La oposición está hoy, a la vez, en su mejor y peor momento. El mejor porque la crisis económica y social ha derrumbado la valoración política del Gobierno. Es la oportunidad más clara en 20 años de ganarle al chavismo. Y el peor porque su propia valoración está por el piso. Vienen de decirle a su gente que el voto estaba maldito, para ahora llamarlos a votar. Su base está molesta y desmotivada. Además, como sienten que tienen chance, hay tremenda trifulca interna por agarrar la tajada más grande de esa hipotética “victoria”, lo cual aumenta las probabilidades de ganar del Gobierno.

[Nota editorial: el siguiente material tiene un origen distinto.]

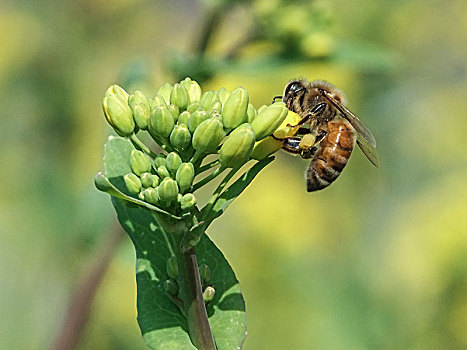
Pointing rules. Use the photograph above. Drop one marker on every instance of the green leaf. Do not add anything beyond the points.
(162, 324)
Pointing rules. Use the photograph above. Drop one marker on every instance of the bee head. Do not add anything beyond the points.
(293, 89)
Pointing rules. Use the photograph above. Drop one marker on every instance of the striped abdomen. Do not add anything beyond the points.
(332, 155)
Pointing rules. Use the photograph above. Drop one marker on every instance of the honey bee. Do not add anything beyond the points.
(332, 132)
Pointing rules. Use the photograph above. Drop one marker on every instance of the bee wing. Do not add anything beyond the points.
(365, 139)
(368, 150)
(352, 118)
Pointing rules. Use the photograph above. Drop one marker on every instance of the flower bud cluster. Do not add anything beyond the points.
(164, 181)
(188, 125)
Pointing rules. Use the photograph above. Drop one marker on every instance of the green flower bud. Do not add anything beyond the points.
(205, 273)
(193, 107)
(183, 118)
(133, 183)
(237, 147)
(179, 96)
(223, 95)
(269, 119)
(260, 109)
(235, 109)
(193, 89)
(184, 176)
(140, 106)
(102, 183)
(168, 190)
(251, 113)
(139, 162)
(155, 180)
(161, 122)
(174, 110)
(180, 137)
(156, 101)
(172, 162)
(187, 201)
(208, 294)
(208, 135)
(208, 98)
(159, 160)
(151, 195)
(197, 118)
(117, 112)
(165, 91)
(147, 180)
(171, 287)
(172, 267)
(163, 172)
(215, 107)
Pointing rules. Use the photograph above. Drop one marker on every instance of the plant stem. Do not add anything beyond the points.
(208, 178)
(218, 191)
(140, 145)
(189, 280)
(80, 303)
(192, 296)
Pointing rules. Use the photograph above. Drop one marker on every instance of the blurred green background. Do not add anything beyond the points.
(376, 261)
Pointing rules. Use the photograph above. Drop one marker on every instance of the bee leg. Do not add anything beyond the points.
(275, 98)
(290, 144)
(308, 153)
(314, 112)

Para completar, aunque decidieron participar, dicen que “todavía no hay condiciones”. O sea que podrían retirarse antes o, si pierden, cantar fraude.

El chavismo parece estar mejor. Ya tiene sus candidatos únicos, cuenta con la mayor “maquinaria” de movilización electoral. Además, la división opositora y el fracaso de la guaidonada fortalecen su posición. Con respecto a 2015, hoy están en su “mejor momento”. Sin embargo, nada de eso elimina la grave situación del país y su impacto político. Su gente también está molesta y desmotivada por lo duro de la crisis, el aumento de las desigualdades y la postergación de la promesa de “recuperación”.

Para que Venezuela “se arregle”, se necesita “normalización” institucional, acuerdos políticos y levantamiento de sanciones. El 21-N depende de México y México depende del 21-N. Nada es seguro en este punto.

Como en el caso del gato vivo/muerto de Schrödinger, solo nuestra intervención puede hacer colapsar la incertidumbre. El problema es que aquí, en la realidad, el gato somos nosotros.